Questions? Feedback? powered by Olark live chat software
Spring over navigation

hdinsight-java-storm-eventhub

Sidst opdateret: 17-09-2016
Bidragydere:
Rediger på GitHub

An example of how to read and write from Azure Event Hub using an Apache Storm topology (written in Java,) on an Azure HDInsight cluster.

Prerequisites

How it works

com.microsoft.example.EventHubWriter writes random data to an Azure Event Hub. The data is generated by a spout, and is a random device ID and device value. So it's simulating some hardware that emits a string ID and a numeric value.
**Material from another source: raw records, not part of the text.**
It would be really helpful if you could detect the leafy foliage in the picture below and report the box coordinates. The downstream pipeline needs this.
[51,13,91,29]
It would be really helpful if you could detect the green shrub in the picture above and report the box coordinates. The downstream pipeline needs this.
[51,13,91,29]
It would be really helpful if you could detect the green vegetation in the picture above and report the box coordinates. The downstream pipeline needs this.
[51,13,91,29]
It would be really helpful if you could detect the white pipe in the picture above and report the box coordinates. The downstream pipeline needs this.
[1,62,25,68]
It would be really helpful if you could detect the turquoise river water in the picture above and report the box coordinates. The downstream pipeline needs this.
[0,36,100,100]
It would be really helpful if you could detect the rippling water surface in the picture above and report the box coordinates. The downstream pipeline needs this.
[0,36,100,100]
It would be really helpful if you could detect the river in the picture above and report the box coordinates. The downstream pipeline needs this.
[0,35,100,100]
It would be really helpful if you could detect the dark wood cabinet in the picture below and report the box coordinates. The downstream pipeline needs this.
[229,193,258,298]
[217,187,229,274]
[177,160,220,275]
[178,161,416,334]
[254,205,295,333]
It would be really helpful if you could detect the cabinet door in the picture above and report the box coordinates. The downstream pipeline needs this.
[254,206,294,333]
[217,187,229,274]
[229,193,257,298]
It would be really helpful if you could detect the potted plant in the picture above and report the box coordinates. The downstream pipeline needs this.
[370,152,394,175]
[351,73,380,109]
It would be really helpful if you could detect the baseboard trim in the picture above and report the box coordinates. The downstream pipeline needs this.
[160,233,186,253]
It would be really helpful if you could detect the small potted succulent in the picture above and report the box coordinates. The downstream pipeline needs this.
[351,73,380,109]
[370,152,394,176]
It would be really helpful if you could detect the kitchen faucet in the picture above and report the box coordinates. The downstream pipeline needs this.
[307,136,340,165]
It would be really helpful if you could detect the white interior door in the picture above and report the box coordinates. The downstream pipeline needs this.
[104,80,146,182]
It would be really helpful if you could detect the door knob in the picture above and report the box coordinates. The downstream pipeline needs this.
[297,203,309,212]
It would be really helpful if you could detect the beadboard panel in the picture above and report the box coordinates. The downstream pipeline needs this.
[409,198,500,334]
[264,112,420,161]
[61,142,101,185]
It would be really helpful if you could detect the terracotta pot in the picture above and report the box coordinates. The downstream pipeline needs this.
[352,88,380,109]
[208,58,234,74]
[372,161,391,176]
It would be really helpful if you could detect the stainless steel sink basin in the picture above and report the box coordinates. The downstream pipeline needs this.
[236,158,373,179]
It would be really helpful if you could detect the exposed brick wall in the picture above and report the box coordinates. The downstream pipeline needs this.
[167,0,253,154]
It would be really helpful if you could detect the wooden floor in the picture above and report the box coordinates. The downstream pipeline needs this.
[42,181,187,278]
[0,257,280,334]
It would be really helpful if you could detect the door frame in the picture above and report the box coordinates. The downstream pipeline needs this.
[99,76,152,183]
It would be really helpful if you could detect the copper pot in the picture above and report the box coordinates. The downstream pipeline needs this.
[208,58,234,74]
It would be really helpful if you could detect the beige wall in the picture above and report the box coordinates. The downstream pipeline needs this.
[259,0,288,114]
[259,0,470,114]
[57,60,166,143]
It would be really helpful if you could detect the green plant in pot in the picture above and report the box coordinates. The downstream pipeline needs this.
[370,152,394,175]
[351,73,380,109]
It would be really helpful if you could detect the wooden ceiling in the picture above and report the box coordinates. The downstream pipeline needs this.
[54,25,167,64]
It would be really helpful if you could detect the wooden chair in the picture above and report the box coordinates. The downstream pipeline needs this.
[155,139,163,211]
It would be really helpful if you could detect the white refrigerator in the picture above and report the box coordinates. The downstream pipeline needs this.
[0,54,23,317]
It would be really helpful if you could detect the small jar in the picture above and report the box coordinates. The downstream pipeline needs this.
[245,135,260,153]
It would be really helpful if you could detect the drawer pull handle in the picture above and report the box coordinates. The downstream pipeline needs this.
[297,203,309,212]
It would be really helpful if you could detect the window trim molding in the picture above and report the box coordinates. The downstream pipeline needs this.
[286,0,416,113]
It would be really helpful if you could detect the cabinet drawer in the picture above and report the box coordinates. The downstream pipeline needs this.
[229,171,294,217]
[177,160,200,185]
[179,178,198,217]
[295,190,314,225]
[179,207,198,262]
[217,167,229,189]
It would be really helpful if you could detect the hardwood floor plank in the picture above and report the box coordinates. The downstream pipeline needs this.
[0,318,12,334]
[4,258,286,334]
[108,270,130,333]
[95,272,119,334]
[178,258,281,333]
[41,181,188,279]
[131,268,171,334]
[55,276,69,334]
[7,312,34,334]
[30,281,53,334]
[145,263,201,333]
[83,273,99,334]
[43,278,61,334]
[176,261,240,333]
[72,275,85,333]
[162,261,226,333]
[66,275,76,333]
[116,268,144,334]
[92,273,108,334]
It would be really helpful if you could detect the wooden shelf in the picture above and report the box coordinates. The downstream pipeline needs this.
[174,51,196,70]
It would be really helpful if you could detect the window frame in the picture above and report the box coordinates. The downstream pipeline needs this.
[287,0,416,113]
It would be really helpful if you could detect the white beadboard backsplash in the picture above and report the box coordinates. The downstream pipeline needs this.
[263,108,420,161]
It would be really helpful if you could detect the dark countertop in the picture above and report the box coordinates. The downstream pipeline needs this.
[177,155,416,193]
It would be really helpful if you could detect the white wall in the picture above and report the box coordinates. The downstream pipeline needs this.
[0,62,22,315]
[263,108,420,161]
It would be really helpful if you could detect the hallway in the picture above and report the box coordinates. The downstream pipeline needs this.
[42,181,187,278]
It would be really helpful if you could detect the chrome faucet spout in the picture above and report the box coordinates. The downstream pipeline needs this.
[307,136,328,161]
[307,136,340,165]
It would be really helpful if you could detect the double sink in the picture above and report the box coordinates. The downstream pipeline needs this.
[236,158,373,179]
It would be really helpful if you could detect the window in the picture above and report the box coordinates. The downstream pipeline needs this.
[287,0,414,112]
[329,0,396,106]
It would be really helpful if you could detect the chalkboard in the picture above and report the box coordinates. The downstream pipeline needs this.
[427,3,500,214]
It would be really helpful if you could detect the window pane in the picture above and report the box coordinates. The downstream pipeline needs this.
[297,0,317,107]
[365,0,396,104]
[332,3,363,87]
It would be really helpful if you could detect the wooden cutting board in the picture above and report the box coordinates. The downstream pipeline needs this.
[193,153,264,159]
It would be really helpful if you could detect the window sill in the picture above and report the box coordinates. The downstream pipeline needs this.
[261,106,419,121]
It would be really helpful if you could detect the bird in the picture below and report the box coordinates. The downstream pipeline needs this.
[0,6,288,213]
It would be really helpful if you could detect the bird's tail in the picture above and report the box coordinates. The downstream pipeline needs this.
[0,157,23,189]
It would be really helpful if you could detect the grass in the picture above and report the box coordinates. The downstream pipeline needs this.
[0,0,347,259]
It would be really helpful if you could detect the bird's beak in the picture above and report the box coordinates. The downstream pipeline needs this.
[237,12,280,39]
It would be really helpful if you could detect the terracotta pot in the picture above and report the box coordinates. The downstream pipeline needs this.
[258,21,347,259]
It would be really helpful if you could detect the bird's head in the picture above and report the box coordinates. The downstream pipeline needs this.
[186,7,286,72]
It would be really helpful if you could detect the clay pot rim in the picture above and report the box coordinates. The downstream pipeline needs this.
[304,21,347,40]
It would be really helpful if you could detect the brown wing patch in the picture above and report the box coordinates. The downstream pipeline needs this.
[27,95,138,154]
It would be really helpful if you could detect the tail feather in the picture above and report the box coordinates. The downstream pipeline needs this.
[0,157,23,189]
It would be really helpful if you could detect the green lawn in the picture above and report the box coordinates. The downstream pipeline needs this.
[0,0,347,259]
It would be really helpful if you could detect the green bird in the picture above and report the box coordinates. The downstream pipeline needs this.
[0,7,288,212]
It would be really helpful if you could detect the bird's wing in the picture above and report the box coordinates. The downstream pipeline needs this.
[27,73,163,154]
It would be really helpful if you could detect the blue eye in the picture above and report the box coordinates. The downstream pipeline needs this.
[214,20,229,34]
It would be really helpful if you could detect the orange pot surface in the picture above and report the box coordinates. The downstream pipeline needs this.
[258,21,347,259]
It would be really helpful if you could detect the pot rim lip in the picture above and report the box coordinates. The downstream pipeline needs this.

com.microsoft.example.EventHubReader reads data from Event Hub (the data written by EventHubWriter,) and stores it to HDFS (WASB in this case, since this was written and tested with Azure HDInsight) in the /devicedata directory.

The data format in Event Hub is a JSON document with the following format:

{ "deviceId": "unique identifier", "deviceValue": some value }

The reason it's stored in JSON is compatibility - I recently ran into someone who wasn't formatting data sent to Event Hub as JSON (from a Java application,) and was reading it into a Java app. Worked fine. Then they wanted to replace the reading component with a C# application that expected JSON. Problem! Always store to a nice format that is future proofed in case your components change.

Required information

  • An Azure Event Hub with two shared access policies; one that has listen permissions, and one that has write permissions. I will refer to these as "reader" and "writer", which is what I named mine

    • The policy keys for the "reader" and "writer" policies
    • The name of your Event Hub
    • The Service Bus namespace that your Event Hub was created in
    • The number of partitions available with your Event Hub configuration

    For information on creating and using EventHubs, see the Create an Event Hub section of Get Started with EventHubs

  • The Azure Storage account that is the default storage for your HDInsight cluster

    • The access key for the storage account
    • The container name that is the default storage for your HDInsight cluster

    You can find the storage account and access key information by going to the Azure Portal and selecting your HDInsight cluster. From the cluster properties blade, select All settings, and then use Azure storage keys to drill down to the storage account and key information.

    The container name is usually the same as the name of the cluster. If you used a different default container name when creating the cluster, use the value you specified.

Confgure and build

  1. Fork & clone the repository so you have a local copy.

  2. Add the Event Hub configuration to the /conf/EventHubs.properties file. This is used to configure the spout that reads from Event Hub and the bolt that writes to it.

  3. Add the storage account information to the /conf/core-site.xml file. This is used to tell the HDFS-bolt how to talk to HDInsight WASB, which is backed by Azure Storage.

  4. Use mvn package to build everything.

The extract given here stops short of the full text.